X2, y2 =smote(marketing_df[!,[:CreditScore,:Age ,:Tenure, :Balance, :NumOfProducts, :HasCrCard, :IsActiveMember, :EstimatedSalary, :Female , :France, :Spain]], marketing_df.Exited, k = 5, pct_under = 150, pct_over = 200)
df_balanced = X2
df_balanced.Exited = y2;

df = df_balanced;

# Count the classes
countmap(df.Exited)
Dict{Int64, Int64} with 2 entries:
  0 => 6111
  1 => 6111

Retest

# Train test split
train, test = TrainTestSplit(df,.75);

# Model Building
fm = @formula(Exited ~ CreditScore + Age + Tenure + Balance + NumOfProducts + HasCrCard + IsActiveMember + EstimatedSalary + Female + France + Spain)
logit = glm(fm, train, Binomial(), ProbitLink())

# Predict the target variable on test data 
prediction = predict(logit,test)

# Convert probability score to class
prediction_class = [if x < 0.5 0 else 1 end for x in prediction];

prediction_df = DataFrame(y_actual = test.Exited, y_predicted = prediction_class, prob_predicted = prediction);
prediction_df.correctly_classified = prediction_df.y_actual .== prediction_df.y_predicted


# Accuracy Score
accuracy = mean(prediction_df.correctly_classified)
print("Accuracy of the model is : ",accuracy)

# Confusion Matrix
confusion_matrix = MLBase.roc(prediction_df.y_actual, prediction_df.y_predicted)
Accuracy of the model is : 0.7169563791407019




ROCNums{Int64}
  p = 1550
  n = 1499
  tp = 1091
  tn = 1095
  fp = 404
  fn = 459
fpr, tpr, thresholds = sklearn.roc_curve(prediction_df.y_actual, prediction_df.prob_predicted)
# Plot ROC curve
([0.0, 0.0, 0.0, 0.00066711140760507, 0.00066711140760507, 0.00133422281521014, 0.00133422281521014, 0.0020013342228152103, 0.0020013342228152103, 0.00266844563042028  …  0.9846564376250834, 0.9893262174783188, 0.9893262174783188, 0.9913275517011341, 0.9913275517011341, 0.9973315543695798, 0.9986657771847899, 0.9993328885923949, 0.9993328885923949, 1.0], [0.0, 0.0006451612903225806, 0.0025806451612903226, 0.0025806451612903226, 0.005161290322580645, 0.005161290322580645, 0.007741935483870968, 0.007741935483870968, 0.00903225806451613, 0.00903225806451613  …  0.9980645161290322, 0.9980645161290322, 0.9987096774193548, 0.9987096774193548, 0.9993548387096775, 0.9993548387096775, 0.9993548387096775, 0.9993548387096775, 1.0, 1.0], [1.9907624292252022, 0.9907624292252022, 0.983731024429679, 0.97951657298985, 0.9730082291507035, 0.9713532719467679, 0.9629327481173712, 0.9604203755106321, 0.9593444340323958, 0.9584649467140461  …  0.06923199350115271, 0.06553287523911823, 0.06469253560487893, 0.058594401854125504, 0.057872556108602216, 0.034170953161915506, 0.03357051125028141, 0.03297342671224324, 0.030937011626933943, 0.023743078872535135])
plot(fpr, tpr)
title!("ROC curve")

svg

Final Discussion

When accounting for class imbalance, the model accuracy is reduced to 71 percent from about 81 percent.

While this seems counterintutive, the second model is actually a better model overall.

The model with 81 percent accuracy is simply more accurate by chance.
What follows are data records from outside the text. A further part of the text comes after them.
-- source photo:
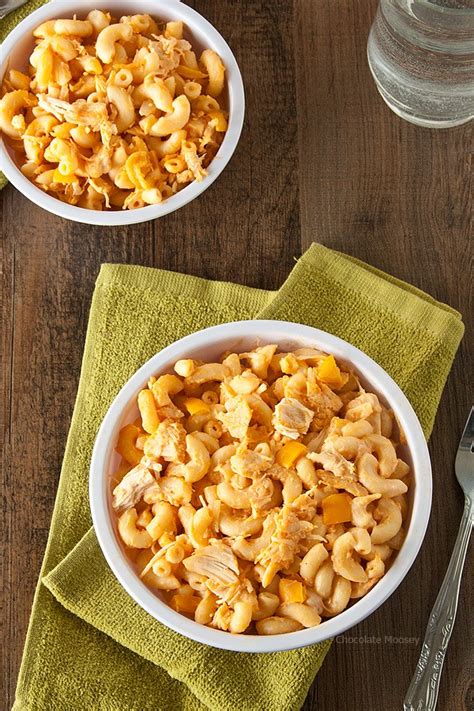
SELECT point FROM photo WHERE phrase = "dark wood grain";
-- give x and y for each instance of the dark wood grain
(321, 158)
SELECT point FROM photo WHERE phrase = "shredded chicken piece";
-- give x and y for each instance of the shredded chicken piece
(337, 472)
(334, 462)
(249, 463)
(216, 562)
(284, 545)
(260, 359)
(222, 617)
(168, 442)
(193, 161)
(292, 418)
(237, 418)
(132, 488)
(169, 51)
(341, 482)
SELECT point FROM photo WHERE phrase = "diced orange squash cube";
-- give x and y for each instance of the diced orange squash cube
(147, 407)
(185, 603)
(291, 591)
(328, 372)
(126, 444)
(289, 453)
(124, 468)
(337, 508)
(194, 405)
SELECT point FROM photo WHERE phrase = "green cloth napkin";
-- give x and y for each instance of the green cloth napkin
(89, 646)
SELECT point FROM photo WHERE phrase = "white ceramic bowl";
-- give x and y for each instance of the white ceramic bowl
(18, 46)
(240, 337)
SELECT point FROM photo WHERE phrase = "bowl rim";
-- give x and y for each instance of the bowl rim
(202, 28)
(382, 382)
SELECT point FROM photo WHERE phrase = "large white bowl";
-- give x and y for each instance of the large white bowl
(208, 345)
(18, 46)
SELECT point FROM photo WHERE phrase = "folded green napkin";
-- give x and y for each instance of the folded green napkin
(89, 646)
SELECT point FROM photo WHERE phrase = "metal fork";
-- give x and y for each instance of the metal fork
(8, 6)
(423, 691)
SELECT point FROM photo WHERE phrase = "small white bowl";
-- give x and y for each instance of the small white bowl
(18, 45)
(207, 345)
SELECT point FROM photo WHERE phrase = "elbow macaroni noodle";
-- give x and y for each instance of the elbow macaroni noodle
(262, 493)
(109, 89)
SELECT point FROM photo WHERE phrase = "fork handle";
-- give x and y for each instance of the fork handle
(423, 691)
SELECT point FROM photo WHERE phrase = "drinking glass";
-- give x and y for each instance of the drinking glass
(421, 55)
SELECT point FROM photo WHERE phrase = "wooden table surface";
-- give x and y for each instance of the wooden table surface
(321, 158)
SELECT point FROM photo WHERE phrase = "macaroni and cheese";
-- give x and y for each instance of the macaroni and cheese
(261, 493)
(114, 113)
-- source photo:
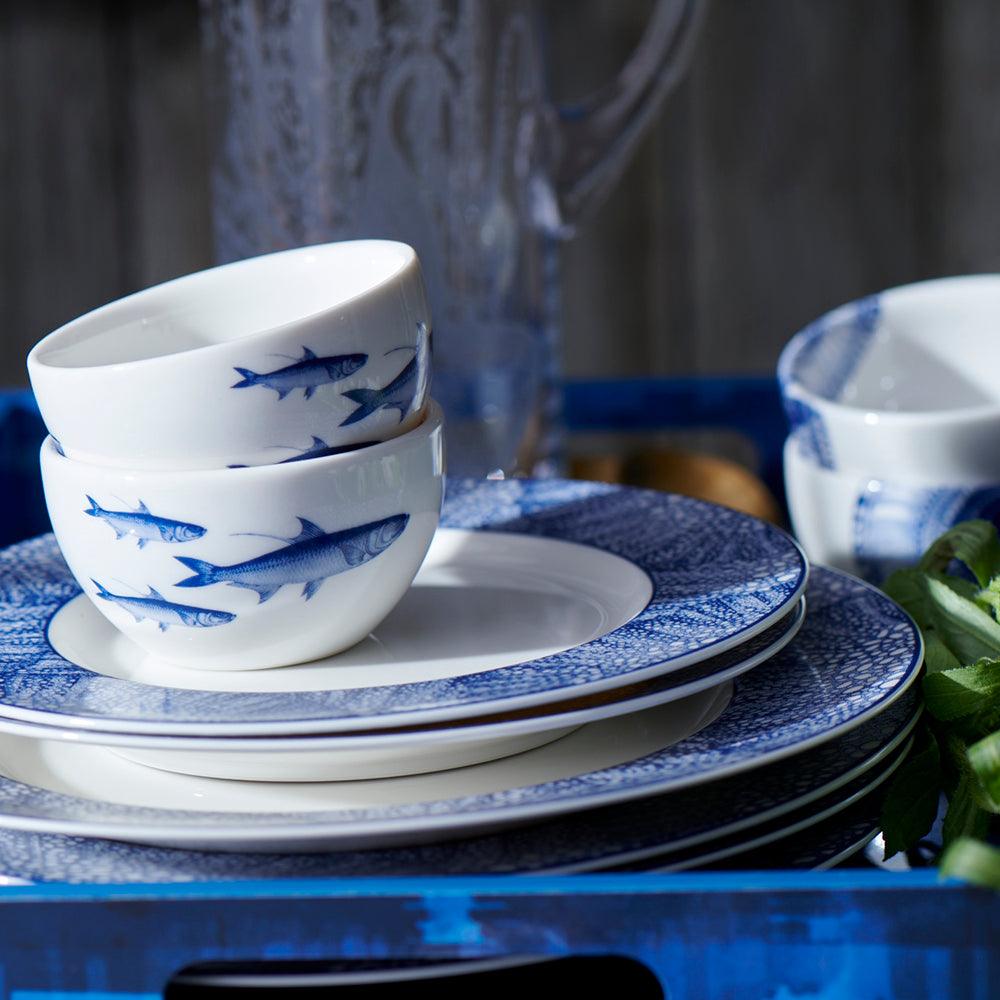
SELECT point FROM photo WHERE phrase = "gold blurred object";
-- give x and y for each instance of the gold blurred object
(691, 473)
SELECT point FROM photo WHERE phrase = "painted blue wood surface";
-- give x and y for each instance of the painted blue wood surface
(848, 934)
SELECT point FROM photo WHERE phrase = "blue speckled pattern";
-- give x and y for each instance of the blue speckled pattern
(856, 655)
(596, 838)
(894, 524)
(719, 577)
(823, 357)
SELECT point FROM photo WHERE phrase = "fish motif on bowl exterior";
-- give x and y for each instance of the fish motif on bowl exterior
(155, 607)
(307, 373)
(144, 526)
(310, 557)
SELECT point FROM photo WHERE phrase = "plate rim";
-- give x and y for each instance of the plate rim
(901, 733)
(326, 833)
(389, 739)
(553, 494)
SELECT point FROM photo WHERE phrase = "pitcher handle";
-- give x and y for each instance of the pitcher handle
(596, 136)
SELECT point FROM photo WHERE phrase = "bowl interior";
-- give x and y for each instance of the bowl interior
(224, 303)
(926, 347)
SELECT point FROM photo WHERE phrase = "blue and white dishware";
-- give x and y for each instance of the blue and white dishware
(414, 750)
(902, 385)
(857, 655)
(871, 526)
(266, 360)
(240, 569)
(537, 592)
(698, 822)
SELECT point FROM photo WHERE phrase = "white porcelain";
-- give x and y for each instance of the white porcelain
(252, 363)
(255, 567)
(902, 385)
(535, 592)
(410, 750)
(245, 809)
(345, 763)
(868, 525)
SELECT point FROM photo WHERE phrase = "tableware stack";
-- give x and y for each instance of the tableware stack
(895, 411)
(244, 469)
(245, 472)
(683, 707)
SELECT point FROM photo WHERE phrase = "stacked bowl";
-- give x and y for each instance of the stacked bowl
(539, 676)
(192, 425)
(894, 410)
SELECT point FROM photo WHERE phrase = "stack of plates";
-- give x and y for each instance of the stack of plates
(582, 677)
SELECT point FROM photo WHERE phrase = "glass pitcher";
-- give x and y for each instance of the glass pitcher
(428, 121)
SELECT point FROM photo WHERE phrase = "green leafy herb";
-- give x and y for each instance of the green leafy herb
(911, 803)
(972, 861)
(984, 757)
(972, 543)
(959, 753)
(951, 694)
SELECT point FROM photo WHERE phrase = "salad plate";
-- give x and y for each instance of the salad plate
(856, 654)
(533, 592)
(391, 753)
(619, 834)
(792, 831)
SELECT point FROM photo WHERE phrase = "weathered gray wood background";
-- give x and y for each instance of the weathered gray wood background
(818, 150)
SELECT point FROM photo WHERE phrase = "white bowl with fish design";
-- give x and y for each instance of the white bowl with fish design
(242, 569)
(901, 384)
(285, 356)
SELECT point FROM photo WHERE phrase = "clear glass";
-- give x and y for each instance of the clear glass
(428, 121)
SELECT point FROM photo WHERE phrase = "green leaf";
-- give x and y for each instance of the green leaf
(952, 694)
(969, 632)
(989, 598)
(964, 818)
(911, 804)
(908, 588)
(984, 757)
(937, 656)
(972, 861)
(972, 543)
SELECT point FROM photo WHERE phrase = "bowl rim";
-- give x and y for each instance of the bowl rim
(791, 388)
(431, 422)
(37, 362)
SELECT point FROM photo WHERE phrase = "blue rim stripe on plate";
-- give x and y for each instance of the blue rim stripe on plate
(719, 577)
(856, 654)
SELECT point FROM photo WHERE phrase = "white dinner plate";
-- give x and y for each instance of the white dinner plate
(856, 655)
(533, 592)
(393, 753)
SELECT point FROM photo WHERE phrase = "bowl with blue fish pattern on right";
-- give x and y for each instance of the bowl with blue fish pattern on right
(289, 355)
(252, 567)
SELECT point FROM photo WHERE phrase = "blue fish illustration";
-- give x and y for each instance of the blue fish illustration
(310, 557)
(143, 526)
(308, 373)
(319, 449)
(155, 607)
(398, 394)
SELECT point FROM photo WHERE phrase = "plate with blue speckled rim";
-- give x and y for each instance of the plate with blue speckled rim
(534, 592)
(734, 810)
(855, 656)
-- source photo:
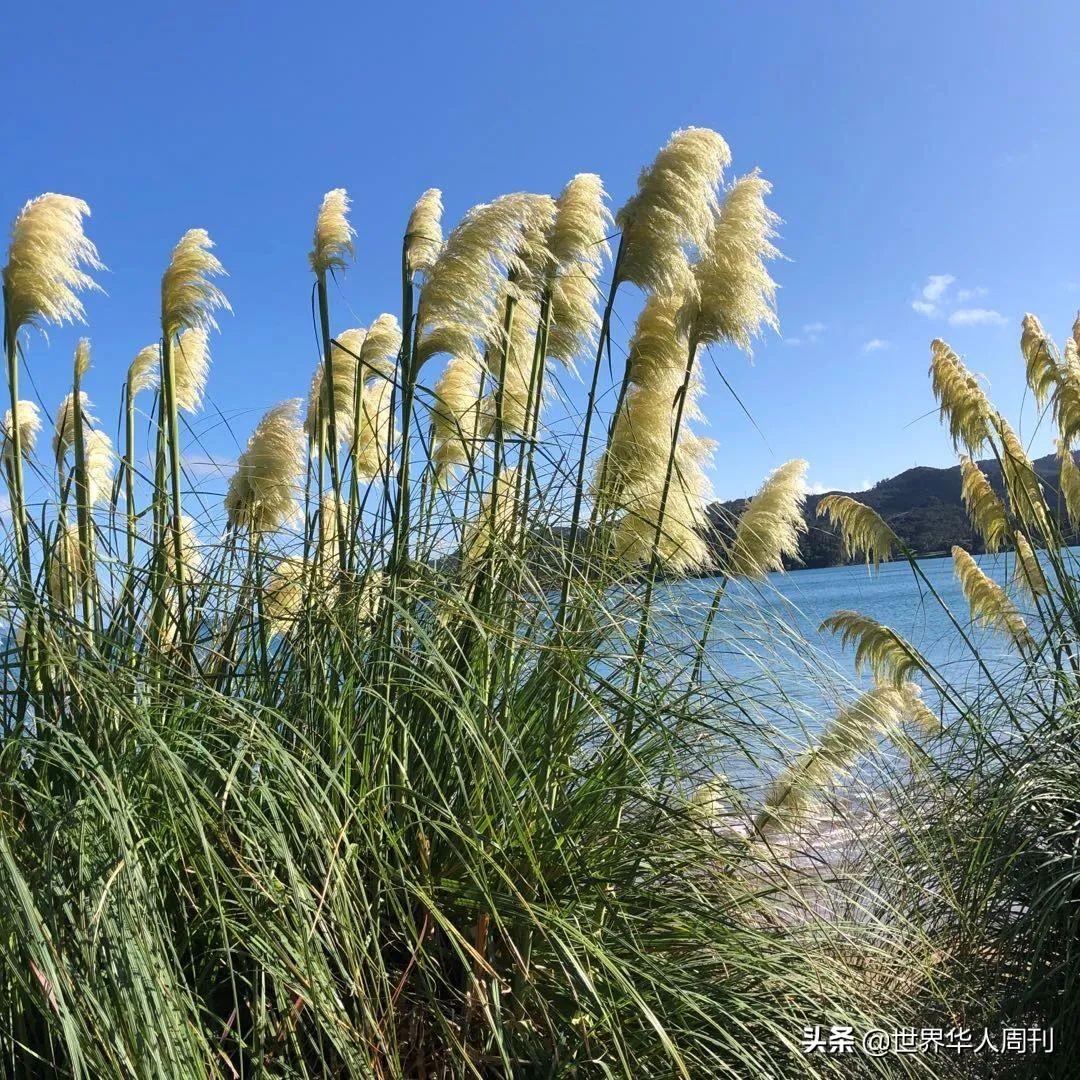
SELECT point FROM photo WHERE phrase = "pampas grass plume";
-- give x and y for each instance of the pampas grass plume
(262, 494)
(45, 258)
(988, 603)
(333, 246)
(188, 297)
(769, 528)
(423, 234)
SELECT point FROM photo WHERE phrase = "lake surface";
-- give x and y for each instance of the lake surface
(768, 643)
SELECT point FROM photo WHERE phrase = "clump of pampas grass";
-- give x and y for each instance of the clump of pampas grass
(862, 529)
(769, 528)
(987, 601)
(423, 234)
(189, 298)
(44, 272)
(262, 494)
(984, 508)
(333, 243)
(29, 426)
(673, 208)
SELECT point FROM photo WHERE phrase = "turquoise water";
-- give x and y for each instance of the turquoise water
(767, 638)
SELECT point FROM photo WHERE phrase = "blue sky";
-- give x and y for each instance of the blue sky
(923, 158)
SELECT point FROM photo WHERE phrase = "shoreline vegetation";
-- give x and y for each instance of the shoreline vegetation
(312, 799)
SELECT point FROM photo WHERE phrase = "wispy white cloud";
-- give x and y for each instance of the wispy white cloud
(976, 316)
(936, 286)
(811, 335)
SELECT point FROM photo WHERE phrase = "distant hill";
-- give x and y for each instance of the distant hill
(922, 505)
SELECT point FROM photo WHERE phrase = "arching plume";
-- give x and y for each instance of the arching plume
(100, 462)
(1027, 572)
(850, 734)
(333, 246)
(1067, 393)
(961, 399)
(262, 494)
(64, 431)
(191, 368)
(347, 348)
(423, 234)
(769, 528)
(673, 208)
(380, 349)
(145, 372)
(460, 419)
(1022, 483)
(44, 272)
(985, 509)
(878, 647)
(988, 603)
(188, 297)
(734, 295)
(1039, 356)
(862, 529)
(579, 246)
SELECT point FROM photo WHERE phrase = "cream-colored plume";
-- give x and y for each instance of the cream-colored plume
(100, 462)
(674, 207)
(985, 509)
(262, 494)
(464, 283)
(346, 351)
(578, 244)
(191, 368)
(682, 547)
(496, 523)
(1067, 393)
(377, 433)
(734, 296)
(381, 346)
(66, 572)
(511, 364)
(1022, 483)
(961, 399)
(64, 432)
(1040, 359)
(29, 424)
(190, 550)
(878, 647)
(144, 370)
(283, 595)
(1069, 482)
(850, 734)
(333, 245)
(44, 272)
(460, 418)
(770, 526)
(988, 603)
(81, 356)
(1027, 572)
(188, 296)
(862, 529)
(423, 234)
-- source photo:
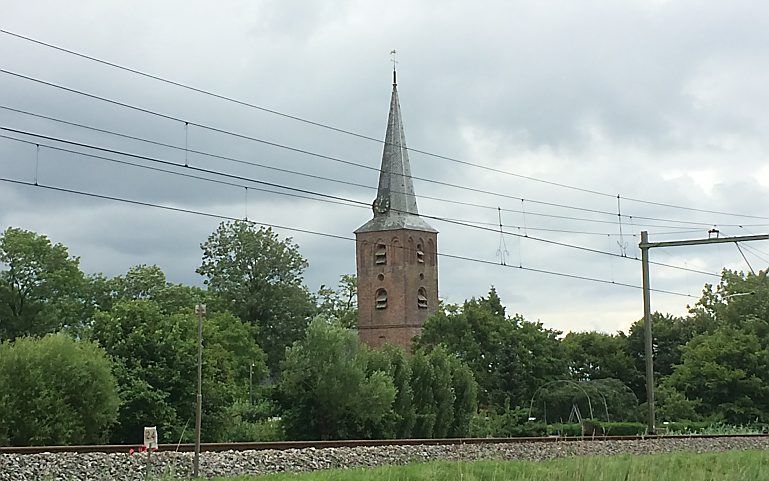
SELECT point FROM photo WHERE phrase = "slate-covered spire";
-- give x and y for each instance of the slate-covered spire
(395, 206)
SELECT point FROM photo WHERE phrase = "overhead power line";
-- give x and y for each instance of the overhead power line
(356, 134)
(293, 195)
(338, 198)
(344, 182)
(323, 234)
(346, 162)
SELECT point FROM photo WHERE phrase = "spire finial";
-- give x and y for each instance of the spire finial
(395, 63)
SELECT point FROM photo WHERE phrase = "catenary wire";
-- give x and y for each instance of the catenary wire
(304, 174)
(339, 160)
(350, 132)
(324, 234)
(334, 197)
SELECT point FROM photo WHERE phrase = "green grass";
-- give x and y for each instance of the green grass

The bin of exits to remains is far larger. Thus, reported accuracy is higher.

When the classes are normalized, we see a prediction of about 71 percent. Confidently, I can say that this model would scale appropriately.

The first model on the other hand would scale to about 25-30 percent accuracy.